Conférences

La politique maritime européenne

Yves Auffret
Administrateur civil, chef du bureau des politiques ministérielles des ressources humaines au ministère de l’Economie et des Finances

Le 04-12-2013

Le conférencier de ce jour, administrateur civil, chef du bureau des politiques ministérielles des ressources humaines au ministère de l’Economie et des Finances, vient de passer trois années en « mobilité » auprès de Mme Marie Damanaki, commissaire aux Affaires maritimes et à la pêche de la Communauté européenne, et il a bien voulu communiquer à l’Académie ses réflexions sur cette expérience.
Il rappelle que la CEE compte 23 Etats ayant des façades maritimes ; elle a des territoires d’outre-mer dans tous les océans ; elle vient au cinquième rang dans le monde par l’importance de sa pêche ; 90 % de son commerce se fait par mer. La mer a donc une importance vitale et stratégique pour les Européens. Si la mer procure des emplois, elle est aussi une source de dangers en raison des risques de la navigation, de la pollution et de la surexploitation.
La mer est absente du traité de Rome de 1957 et elle est toujours victime d’une politique publique organisée en secteurs cloisonnés, sans communication entre eux. Cette difficulté a été ressentie très tôt pour la pêche, pour laquelle la CEE a été contrainte de mettre en place une réglementation commune, mais il n’y a toujours pas de politique maritime de la communauté. Cette lacune se fait sentir pour l’industrie maritime, particulièrement pour la construction navale ; pour l’exploitation des énergies marines ; pour la surveillance des frontières ; pour les transports maritimes ; pour la protection de l’environnement marin, en particulier la sauvegarde de la bonne qualité de l’eau de mer.
Cependant on assiste depuis quelques années à l’ébauche d’une politique prenant en compte ces divers éléments.

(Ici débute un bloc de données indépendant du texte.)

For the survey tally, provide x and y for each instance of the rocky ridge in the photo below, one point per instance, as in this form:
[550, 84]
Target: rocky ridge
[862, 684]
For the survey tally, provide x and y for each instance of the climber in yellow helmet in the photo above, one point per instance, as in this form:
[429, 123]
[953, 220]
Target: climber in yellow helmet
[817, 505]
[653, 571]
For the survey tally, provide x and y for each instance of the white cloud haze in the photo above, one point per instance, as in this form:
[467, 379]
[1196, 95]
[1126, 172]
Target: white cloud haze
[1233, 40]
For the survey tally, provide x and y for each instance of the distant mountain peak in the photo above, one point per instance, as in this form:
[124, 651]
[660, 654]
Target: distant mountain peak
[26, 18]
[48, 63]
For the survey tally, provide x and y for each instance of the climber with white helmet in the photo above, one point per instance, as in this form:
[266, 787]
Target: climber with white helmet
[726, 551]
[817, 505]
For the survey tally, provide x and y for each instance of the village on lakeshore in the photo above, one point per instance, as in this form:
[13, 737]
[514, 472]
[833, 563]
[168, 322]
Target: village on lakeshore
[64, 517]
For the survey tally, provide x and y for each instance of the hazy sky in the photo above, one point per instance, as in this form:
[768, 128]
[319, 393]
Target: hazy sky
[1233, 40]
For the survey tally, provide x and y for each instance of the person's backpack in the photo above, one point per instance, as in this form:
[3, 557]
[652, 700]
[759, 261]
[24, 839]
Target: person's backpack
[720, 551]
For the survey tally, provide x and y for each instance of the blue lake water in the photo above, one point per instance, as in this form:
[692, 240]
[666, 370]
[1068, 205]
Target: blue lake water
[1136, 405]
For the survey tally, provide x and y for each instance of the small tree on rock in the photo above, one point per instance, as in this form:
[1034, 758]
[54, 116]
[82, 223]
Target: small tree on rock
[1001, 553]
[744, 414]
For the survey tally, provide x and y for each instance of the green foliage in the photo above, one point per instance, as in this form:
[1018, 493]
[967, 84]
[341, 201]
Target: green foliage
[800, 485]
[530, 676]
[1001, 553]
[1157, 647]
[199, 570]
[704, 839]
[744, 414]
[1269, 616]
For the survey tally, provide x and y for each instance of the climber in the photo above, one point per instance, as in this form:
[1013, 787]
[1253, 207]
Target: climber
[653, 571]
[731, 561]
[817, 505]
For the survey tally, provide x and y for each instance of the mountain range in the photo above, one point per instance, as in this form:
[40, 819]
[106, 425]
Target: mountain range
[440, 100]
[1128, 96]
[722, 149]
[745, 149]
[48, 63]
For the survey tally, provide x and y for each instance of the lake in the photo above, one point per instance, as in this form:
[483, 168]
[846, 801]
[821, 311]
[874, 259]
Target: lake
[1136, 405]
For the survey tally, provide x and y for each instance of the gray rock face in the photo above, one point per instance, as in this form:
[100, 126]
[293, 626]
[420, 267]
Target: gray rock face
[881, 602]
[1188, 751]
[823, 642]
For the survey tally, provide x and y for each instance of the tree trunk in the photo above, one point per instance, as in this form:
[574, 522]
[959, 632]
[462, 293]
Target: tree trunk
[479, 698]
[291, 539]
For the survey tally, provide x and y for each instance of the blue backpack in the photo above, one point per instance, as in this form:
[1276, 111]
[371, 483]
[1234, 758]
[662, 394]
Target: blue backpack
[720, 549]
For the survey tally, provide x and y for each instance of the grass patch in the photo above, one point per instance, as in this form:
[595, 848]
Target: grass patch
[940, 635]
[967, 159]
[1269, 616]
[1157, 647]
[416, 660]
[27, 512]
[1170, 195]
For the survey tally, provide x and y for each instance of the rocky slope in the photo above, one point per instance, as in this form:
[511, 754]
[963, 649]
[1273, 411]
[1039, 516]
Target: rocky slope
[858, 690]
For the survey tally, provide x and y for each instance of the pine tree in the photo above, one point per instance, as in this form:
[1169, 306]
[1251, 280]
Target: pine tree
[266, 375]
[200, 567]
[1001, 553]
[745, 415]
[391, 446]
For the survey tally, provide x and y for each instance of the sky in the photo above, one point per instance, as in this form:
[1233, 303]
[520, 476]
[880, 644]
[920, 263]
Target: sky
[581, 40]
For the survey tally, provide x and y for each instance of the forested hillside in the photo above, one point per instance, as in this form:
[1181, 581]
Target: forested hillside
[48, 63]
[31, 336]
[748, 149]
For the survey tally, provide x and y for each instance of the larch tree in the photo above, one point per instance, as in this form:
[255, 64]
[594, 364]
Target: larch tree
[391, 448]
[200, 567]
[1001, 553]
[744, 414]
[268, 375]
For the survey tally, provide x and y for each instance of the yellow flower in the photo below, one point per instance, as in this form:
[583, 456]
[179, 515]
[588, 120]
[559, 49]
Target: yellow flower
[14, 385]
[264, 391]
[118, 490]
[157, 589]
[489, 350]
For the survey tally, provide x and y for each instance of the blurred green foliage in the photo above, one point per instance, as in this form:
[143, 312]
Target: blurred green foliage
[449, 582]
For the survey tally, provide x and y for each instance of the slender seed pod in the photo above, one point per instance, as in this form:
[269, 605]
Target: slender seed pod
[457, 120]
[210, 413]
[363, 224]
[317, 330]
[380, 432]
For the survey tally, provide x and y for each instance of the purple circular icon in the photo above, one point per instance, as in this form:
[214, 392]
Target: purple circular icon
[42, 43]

José Manuel Barroso, président de la Commission depuis 2004, citoyen d’un Etat ayant une relation étroite avec la mer, est sensible au mouvement en faveur de l’élaboration d’une politique maritime et il a cherché à y répondre en faisant préparer le Livre blanc de 2006, suivi du Livre bleu de 2007 et de l’accord du 14 décembre 2007 donnant naissance à l’Europe de la mer. Celui-ci préconise une politique maritime mettant en cohérence la politique de chaque Etat afin de consolider les atouts européens en matière économique, tant localement que dans le monde. Il propose une stratégie visant à soutenir la croissance de l’économie maritime, à développer les ressources énergétiques des océans, l’aquaculture et l’exploitation des fonds marins. Les récents développements de cette politique consistent dans l’ouverture de nouvelles possibilités d’accéder à des bases de données de connaissance maritimes, à leur mise en réseau, à leur fusion ; dans la recherche de la sécurité des intérêts maritimes européens, avec la mise en place d’une surveillance maritime intégrée ; dans la recherche de la sécurité sur les routes maritimes et dans la réduction des conflits ; enfin dans une approche mondiale, avec une adhésion à des organisations maritimes internationales ainsi que des relations continues avec des partenaires stratégiques.
Pour se développer, l’Europe de la mer doit reconnaître la diversité de plusieurs approches. Il n’est pas possible par exemple de définir une politique valable à la fois pour l’Arctique, pour la Baltique et pour les domaines maritimes d’outre-mer. L’Union européenne doit chercher des interlocuteurs parmi les « clusters » maritimes, parmi les députés au Parlement européen, et surtout il lui faut l’appui des Etats membres sans lesquels elle ne peut rien faire. Il y a un consensus dans la Commission en faveur de la poursuite d’opérations communes, comme la lutte contre la piraterie et la recherche océanique, et dans l’élaboration de la définition d’une vision stratégique pour l’avenir. Mais il reste beaucoup à faire, car il n’y pas d’agenda de la CEE sur la politique maritime, ni de base légale pour l’action de la Commission, ni de structure de conduite politique permettant une concertation entre les Etats.
Ainsi le besoin d’une politique maritime européenne est-il ressenti, mais il s’agit toujours d’une ambition fragile.
E. Berlet : ‒ Quelle est l’attitude des puissances face à l’idée d’une politique maritime commune ? ‒ La France, le Portugal, l’Espagne et l’Italie y sont favorables ; le Royaume-Uni et les Pays-Bas y sont hostiles ; l’Allemagne, les Etats de la Baltique et de l’Europe du Nord, plutôt opposés en 2007, sont devenus favorables ; la position de la Grèce, peu engagée jusqu’à maintenant, évolue progressivement vers une réponse favorable. Ce qui fait défaut est la base juridique ; il n’y a rien dans le traité de Rome, donc il faudrait mettre en place un support juridique multiple, avec l’approbation d’un même texte par tous les Parlements.